American landscape architect

Gertrude Kuh (1893–1977) was an American landscape architect who worked primarily in the Chicago area.

==Education and personal life==
Gertrude Eisendrath was born September 11, 1893, in Racine, Wisconsin, to Benjamin David Eisendrath and Frances Eisendrath. Her family moved to Chicago when she was six. She began her college education at Sweet Briar College in Virginia but quickly transferred to the Lowthorpe School of Landscape Architecture in Groton, Massachusetts, from which she graduated in 1917.

After college, Kuh undertook an apprenticeship with the landscape architect Ellen Biddle Shipman in Massachusetts. In 1921, she returned to Chicago.

In 1942, Gertrude married George Kuh, whose ex-wife was Chicago art curator and gallery owner Katharine Kuh. She had been previously married to Jerome Deimel; who died in 1926. She had a son, John (b1926-d2018), with Jerome Deimel.

==Career==
Over a career spanning some forty years, Kuh designed over 400 landscaping projects and gardens.

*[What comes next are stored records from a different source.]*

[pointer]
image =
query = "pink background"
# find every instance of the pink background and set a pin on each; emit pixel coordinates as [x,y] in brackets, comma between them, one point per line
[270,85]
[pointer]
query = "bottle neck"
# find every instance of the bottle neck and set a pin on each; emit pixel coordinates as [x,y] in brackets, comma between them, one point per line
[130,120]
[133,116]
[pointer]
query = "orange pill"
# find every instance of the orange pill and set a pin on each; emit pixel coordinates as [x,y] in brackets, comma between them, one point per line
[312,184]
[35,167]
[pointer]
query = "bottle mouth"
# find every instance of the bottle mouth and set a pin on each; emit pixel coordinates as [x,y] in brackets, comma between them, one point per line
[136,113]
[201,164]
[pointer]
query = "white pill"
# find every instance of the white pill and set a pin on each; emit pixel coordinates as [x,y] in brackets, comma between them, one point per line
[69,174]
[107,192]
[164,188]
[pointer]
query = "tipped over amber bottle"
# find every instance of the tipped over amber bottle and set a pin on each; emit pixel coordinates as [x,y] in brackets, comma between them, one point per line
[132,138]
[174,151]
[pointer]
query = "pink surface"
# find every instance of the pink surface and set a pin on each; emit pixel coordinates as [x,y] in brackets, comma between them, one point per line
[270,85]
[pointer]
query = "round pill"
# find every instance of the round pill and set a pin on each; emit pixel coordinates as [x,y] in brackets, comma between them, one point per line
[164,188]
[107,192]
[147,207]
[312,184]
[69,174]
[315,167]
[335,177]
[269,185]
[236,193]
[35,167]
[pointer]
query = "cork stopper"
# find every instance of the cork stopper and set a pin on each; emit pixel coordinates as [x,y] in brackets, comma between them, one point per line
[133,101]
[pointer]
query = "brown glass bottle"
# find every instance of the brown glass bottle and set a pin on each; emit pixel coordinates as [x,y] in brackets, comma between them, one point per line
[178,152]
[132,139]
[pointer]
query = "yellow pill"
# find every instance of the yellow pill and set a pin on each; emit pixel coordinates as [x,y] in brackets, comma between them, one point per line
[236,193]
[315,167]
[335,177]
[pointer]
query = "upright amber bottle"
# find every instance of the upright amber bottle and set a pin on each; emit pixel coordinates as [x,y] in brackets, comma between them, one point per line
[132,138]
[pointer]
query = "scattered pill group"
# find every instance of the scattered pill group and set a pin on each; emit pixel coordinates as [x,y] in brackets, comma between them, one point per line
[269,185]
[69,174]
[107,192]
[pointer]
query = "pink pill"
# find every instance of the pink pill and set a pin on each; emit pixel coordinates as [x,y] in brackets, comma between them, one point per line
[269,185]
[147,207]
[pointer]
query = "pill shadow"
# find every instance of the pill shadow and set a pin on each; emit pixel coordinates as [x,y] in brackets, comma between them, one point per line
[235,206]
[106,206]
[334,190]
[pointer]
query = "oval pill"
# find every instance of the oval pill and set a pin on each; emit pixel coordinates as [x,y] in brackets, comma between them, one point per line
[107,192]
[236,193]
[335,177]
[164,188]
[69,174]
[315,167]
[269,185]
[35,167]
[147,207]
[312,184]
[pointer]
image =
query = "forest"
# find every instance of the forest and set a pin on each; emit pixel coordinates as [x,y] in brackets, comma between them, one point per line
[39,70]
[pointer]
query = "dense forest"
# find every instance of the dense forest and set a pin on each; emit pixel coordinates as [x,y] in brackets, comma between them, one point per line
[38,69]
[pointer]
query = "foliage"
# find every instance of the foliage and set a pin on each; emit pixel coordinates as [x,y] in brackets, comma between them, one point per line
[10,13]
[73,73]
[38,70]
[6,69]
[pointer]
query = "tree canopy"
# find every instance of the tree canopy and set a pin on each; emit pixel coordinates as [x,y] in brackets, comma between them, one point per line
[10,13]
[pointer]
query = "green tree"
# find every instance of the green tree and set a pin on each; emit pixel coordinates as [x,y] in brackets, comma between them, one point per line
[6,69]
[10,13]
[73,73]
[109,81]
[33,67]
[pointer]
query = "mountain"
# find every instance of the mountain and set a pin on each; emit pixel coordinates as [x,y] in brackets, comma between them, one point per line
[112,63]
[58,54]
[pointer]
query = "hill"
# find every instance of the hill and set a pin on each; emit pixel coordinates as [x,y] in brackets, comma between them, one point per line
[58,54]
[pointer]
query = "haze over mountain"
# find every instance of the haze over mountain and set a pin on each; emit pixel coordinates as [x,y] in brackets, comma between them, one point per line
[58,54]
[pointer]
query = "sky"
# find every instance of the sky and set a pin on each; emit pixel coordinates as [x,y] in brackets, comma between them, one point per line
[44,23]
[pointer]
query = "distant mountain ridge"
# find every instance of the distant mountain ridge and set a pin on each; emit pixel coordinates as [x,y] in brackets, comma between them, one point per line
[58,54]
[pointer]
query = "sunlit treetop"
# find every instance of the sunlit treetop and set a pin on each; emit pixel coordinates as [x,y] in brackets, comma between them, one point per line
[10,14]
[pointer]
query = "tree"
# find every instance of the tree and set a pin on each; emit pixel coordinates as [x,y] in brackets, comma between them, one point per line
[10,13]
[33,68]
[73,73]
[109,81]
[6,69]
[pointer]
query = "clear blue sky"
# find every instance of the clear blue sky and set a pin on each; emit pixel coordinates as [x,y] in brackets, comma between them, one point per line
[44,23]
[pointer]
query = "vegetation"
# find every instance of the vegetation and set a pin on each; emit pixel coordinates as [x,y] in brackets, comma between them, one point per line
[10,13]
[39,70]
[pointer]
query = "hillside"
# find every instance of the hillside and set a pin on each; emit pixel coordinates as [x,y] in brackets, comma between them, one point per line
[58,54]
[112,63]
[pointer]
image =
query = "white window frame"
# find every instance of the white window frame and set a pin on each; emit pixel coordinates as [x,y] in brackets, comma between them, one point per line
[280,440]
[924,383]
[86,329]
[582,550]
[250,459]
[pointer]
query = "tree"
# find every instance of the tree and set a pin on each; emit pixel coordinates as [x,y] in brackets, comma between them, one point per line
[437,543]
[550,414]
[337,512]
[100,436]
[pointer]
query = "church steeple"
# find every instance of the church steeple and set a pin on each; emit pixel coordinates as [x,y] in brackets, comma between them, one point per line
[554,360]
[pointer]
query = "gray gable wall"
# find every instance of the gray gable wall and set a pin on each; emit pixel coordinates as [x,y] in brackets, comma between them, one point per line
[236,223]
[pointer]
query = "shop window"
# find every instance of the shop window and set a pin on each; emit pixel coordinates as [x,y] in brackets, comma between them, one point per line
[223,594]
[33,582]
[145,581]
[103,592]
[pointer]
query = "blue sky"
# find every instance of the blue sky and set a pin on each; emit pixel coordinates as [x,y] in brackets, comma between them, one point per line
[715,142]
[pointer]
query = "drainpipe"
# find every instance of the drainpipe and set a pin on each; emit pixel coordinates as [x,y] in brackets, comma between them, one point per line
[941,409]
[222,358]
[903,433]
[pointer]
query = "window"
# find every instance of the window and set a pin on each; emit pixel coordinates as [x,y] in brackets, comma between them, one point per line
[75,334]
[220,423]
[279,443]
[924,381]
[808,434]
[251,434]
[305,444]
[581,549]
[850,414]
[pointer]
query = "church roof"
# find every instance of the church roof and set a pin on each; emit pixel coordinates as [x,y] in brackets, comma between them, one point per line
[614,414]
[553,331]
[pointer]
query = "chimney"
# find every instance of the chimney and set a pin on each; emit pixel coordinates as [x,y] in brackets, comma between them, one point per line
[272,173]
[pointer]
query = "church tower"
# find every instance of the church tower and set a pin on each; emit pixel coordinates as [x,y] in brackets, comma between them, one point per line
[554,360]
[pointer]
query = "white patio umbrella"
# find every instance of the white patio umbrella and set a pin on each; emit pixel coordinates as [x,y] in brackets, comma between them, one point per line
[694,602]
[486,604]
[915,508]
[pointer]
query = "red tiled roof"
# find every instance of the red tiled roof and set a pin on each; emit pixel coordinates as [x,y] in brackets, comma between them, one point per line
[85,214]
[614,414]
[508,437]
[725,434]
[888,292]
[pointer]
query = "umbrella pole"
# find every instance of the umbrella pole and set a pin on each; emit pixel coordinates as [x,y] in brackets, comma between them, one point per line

Although she never took on partners, she had two associates, Mary Long Rogers and Edith Antognoli.

Little is known about her early work (prior to 1950) since Kuh discarded most of the records of these projects. Between 1950 and her retirement in the 1970s, Kuh designed some 250 landscaping projects about which somewhat more is known, mostly for private residences in and around Chicago, Lake Forest, Winnetka, Glencoe, and Highland Park, Illinois. She worked on both plantings for new construction and redesigns of existing landscaping. She was designing in an era when many large estates were being broken up into smaller parcels, and she became known for her skill at helping these small plots maintain a sense of spaciousness and privacy through such techniques as clustering trees and shrubs, planting trees with strong sculptural lines that signaled grandeur, and using color schemes that skewed towards green.

Kuh died in September 1977. Her papers are held by the Art Institute of Chicago and include letters from Shipman and an oral interview with Kuh's son John (tape no longer exists). In November 1997, the Art Institute of Chicago mounted "The Modern Midwestern Landscape," an exhibition featuring her work and that of fellow landscape architect Franz Lipp.